Ein Ferkel spaziert durchs hohe Gras, eine Ente rupft frech am Kleidzipfel der Bäuerin, ein weißes Pferd verweilt friedlich zwischen grünen Sträuchern in der Sonne. Zunächst erscheint das, was diese Fotos zeigen, ein Landleben wie aus dem Bilderbuch zun sein. Die nächste Fotografie ist jedoch schon nicht mehr ganz so harmonisch und hinterlässt die Betrachtenden wohl erstmal geschockt: Sie zeigt ein totes Schaf, im Matsch liegend, ein Fuß in Gummistiefeln drückt sein Genick zu Boden. Darauf folgt ein gehäuteter Hase, der mit dem Kopf nach unten von einem Zaun baumelt, danach ein frisch geschlachtetes Huhn, dem das Blut noch aus dem Hals tropft. Keine leichte Kost, mit der die Betrachtenden hier konfrontiert werden. Kost im wahrsten Sinne des Wortes – denn in der Bildstrecke geht es um Nutztierhaltung.

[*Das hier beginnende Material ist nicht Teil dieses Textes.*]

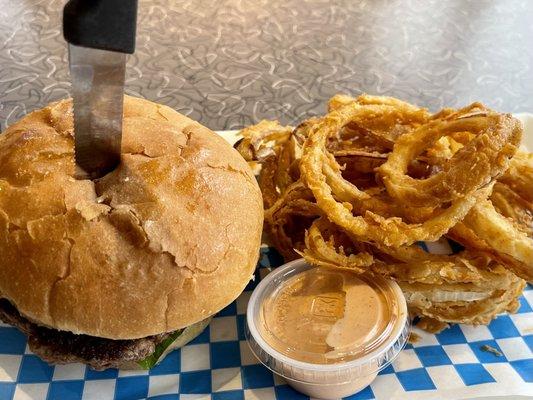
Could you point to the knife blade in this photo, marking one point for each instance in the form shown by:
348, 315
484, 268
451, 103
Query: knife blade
100, 33
98, 89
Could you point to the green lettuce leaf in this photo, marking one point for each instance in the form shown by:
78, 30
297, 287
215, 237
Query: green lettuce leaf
151, 360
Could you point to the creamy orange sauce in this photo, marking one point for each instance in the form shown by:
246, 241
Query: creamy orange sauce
327, 316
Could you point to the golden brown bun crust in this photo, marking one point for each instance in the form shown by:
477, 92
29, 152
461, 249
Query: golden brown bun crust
164, 241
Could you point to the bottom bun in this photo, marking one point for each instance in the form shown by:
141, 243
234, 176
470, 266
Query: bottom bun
62, 347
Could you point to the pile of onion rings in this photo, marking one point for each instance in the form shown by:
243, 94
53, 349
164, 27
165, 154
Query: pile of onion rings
360, 187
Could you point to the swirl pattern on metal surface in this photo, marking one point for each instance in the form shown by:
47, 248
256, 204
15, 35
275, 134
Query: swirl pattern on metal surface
231, 63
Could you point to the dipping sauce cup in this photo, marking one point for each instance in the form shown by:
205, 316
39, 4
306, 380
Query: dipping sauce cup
328, 332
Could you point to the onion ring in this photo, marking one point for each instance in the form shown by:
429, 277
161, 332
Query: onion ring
484, 157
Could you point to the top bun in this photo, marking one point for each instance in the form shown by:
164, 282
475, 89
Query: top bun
165, 240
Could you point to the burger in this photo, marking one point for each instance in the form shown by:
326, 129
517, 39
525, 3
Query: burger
116, 272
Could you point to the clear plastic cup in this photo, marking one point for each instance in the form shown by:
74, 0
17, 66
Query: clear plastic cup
341, 373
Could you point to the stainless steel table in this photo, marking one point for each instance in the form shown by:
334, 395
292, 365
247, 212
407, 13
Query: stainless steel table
229, 63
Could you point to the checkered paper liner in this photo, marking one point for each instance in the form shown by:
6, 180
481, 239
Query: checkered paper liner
218, 364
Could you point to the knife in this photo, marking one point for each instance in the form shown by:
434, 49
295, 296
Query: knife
99, 34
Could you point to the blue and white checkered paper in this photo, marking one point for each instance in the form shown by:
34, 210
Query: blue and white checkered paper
218, 365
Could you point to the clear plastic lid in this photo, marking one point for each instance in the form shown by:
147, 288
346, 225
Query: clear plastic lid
325, 326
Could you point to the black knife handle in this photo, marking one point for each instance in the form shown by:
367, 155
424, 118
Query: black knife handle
101, 24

Die in New York geborene und in Argentinien aufgewachsene Magnum-Fotografin Alessandra Sanguinetti begann in ihrer südamerikanischen Zweitheimat 1996 die Fotoserie "On the Sixth Day", mit der sie das Zusammenleben zwischen Mensch und domestiziertem Tier auf argentinischen Farmen dokumentiert. Sie ist 2005 im Buchformat erschienen und wird nun mit weiteren bislang unveröffentlichten Fotos neu aufgelegt.

Sanguinetti fotografiert die Arbeit der Bauern und Bäuerinnen auf dem Land, die Haltung der Tiere, aber auch ihr zumeist brutales Ende. Dabei behält sie einen unsentimentalen, direkten Blick, der die Prozesse des Schlachtens und Häutens realitätsnah dokumentiert und nichts mit der ländlichen Idylle zu tun, zu der Nutztierhaltung oft idealisiert wird. Die Kamera bleibt dabei in Bodennähe, die Fotos sind nie "von oben herab", sondern immer auf Augenhöhe der Tiere.

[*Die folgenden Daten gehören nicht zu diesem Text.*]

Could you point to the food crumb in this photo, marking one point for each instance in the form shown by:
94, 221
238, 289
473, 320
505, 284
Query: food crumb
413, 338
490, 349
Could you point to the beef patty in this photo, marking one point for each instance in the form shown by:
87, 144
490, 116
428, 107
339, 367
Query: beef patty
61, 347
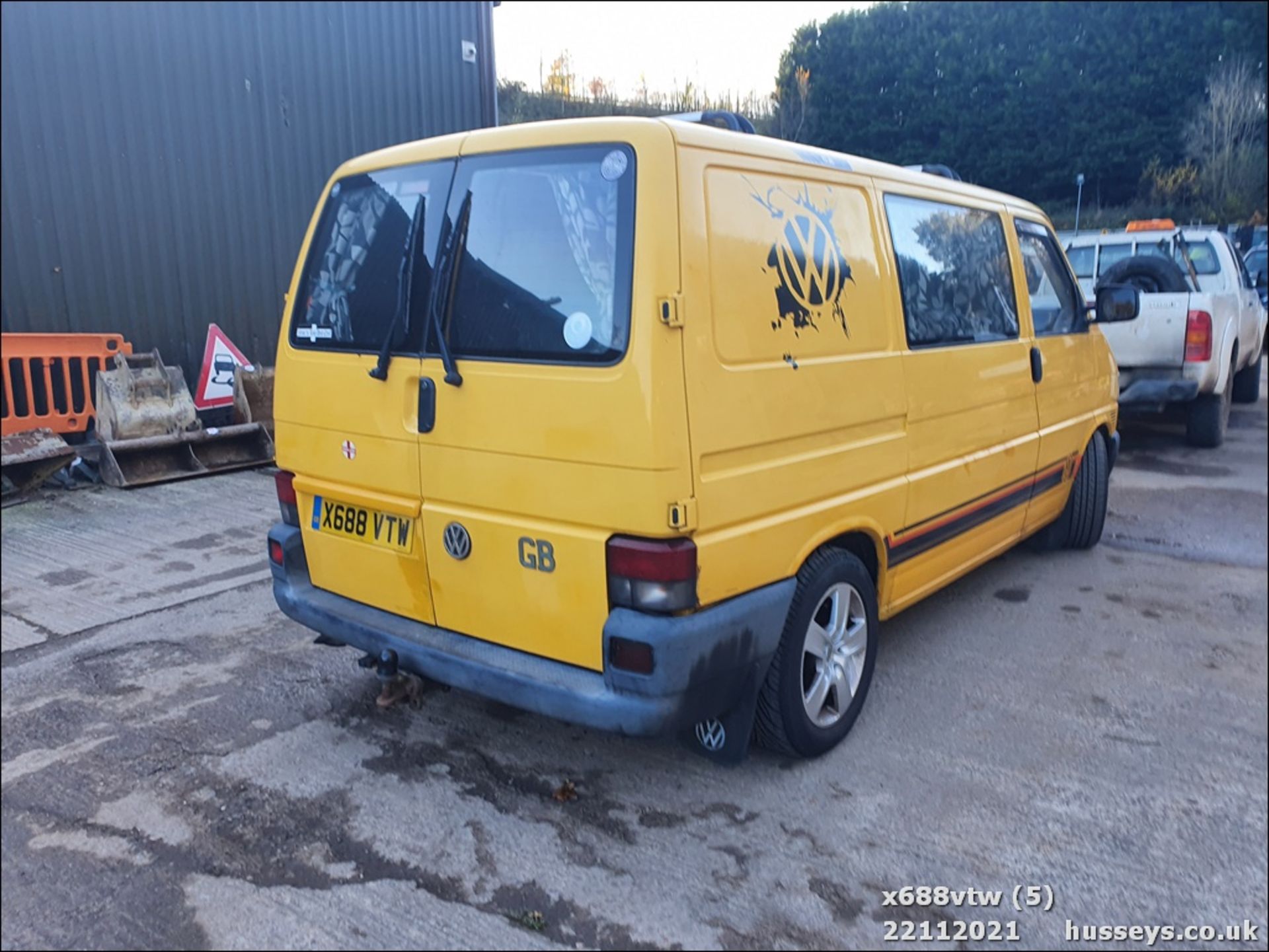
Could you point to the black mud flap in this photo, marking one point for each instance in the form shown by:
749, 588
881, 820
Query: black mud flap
726, 737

"Für alles, was sie durchmachen"

Am sechsten Tag schuf Gott nach dem biblischen Schöpfungsmythos die Tiere. Mit dem Titel ihrer Arbeit unterstreicht die Fotografin, dass "die Kreatur" dem Menschen ebenbürtig sind, betont aber auch, dass wir uns durch Schlachtung über das fünfte Gebot der Bibel, "Du sollst nicht töten", hinwegsetzen. Ein Aspekt, der durch "On the Sixth Day" in den Vordergrund rückt: Wären wir im alltäglichen Leben mit der unvermittelten Brutalität einer Tierschlachtung konfrontiert, anstatt unsere Schnitzel sorgfältig verpackt im Kühlregal des Supermarktes zu kaufen, würde sich das vermutlich auf unseren Fleischkonsum auswirken. Durch die Industrialisierung der Haltungsformen gibt es kaum mehr Bezug zum Tier, insbesondere das Verhältnis zwischen Mensch und Nutztier hat sich deutlich distanziert.

Obwohl einige Bilder von "On the Sixth Day" schockierend sind, stellen sie dennoch einen Kontrast zu Massentierhaltung und industrieller Schlachtung dar. "Dieses Buch ist dem außergewöhnlichen Leben von Nutztieren auf der ganzen Welt gewidmet", schreibt Alessandra Sanguinetti, "für alles, was sie durchmachen, was sie uns geben und was sie uns nehmen."